3社より2社のほうがガバナンスを効かせられるとしたのです。

さらに理由としてあげたのが分割コストの問題です。

3分割のスキームの場合、当初の見込みより大きく分割コストが膨らむことが判明した。

分割を進める上で必要なアドバイザー費用や税務コスト、関係者によれば3分割案にかかるコストは700億円とも、2分割で200億円まで軽減できるということです。

小会社売却も正式発表!「迷走」東芝はどこへ…

しかし、会見では厳しい質問が相次ぎました。

市場から見ると困惑・迷走している。まさに右往左往。

これだけ重要な案を変更するというのは11月に出した案は生煮えだったのか。

かつてキオクシア株を売却するときも二転三転して相手を変えたりして…

「半導体メモリー事業の売却交渉について…」

2017年に債務超過に陥った東芝は虎の子の半導体メモリー事業の売却先を巡り二転三転。

売却は当初の計画から1年以上遅れました。

さらに…

反省や責任、2分割案が通らなかった時の執行部の進退について重く考えているか。

混乱させたことは申し訳ないと思うが、これは最適解に向かうステップ。

進退については指名委員会に一任する。

今回の東芝が発表した修正案を専門家はどう見たのでしょうか。

早稲田大学ビジネススクールの入山章栄教授。

一言で言うと迷走している。

コングロマリットディスカウント(多くの事業を抱えすぎて価値が小さい)という複数の事業を持つことが東芝にとって良くないから分割をすると資料に出てくるが、だとしたら3社分割でも4社分割でもいい。

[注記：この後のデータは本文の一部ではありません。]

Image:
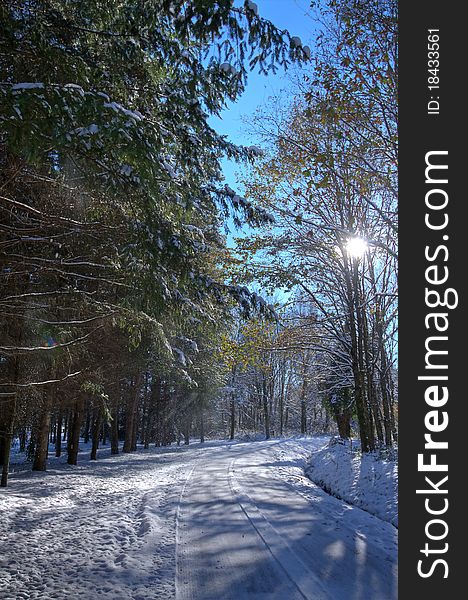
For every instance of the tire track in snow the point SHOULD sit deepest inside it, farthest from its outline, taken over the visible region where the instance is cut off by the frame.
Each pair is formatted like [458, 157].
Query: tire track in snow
[307, 583]
[220, 553]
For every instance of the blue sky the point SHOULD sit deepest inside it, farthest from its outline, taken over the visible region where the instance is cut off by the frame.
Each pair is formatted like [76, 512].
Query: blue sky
[285, 14]
[294, 16]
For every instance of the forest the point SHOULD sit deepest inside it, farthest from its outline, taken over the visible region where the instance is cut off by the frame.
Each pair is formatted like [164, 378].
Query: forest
[126, 314]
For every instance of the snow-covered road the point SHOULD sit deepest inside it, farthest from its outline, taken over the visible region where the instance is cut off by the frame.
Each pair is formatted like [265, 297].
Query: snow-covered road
[251, 527]
[220, 522]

2社分割であればコングロマリットディスカウントが残る。

なんでわざわざ2社分割するのかの説明が非常に弱いというのが一つの大きな問題。

また東芝は2分割案への変更のほかに主力事業と位置づけない非注力事業の整理を発表。

空調事業を手掛ける小会社のほか、エレベーターや照明事業の売却方針を明らかにしました。

一連の発表内容に対し東芝の社員は…

「2分割にする話について?」

その話自体いま初めて聞いた。

「会社からは何も?」

何も聞いていない。

東芝の労働組合は「東芝の売却は非常に重く受け止めている」としていて、経営陣は今後、雇用問題への対応も迫られることになりそうです。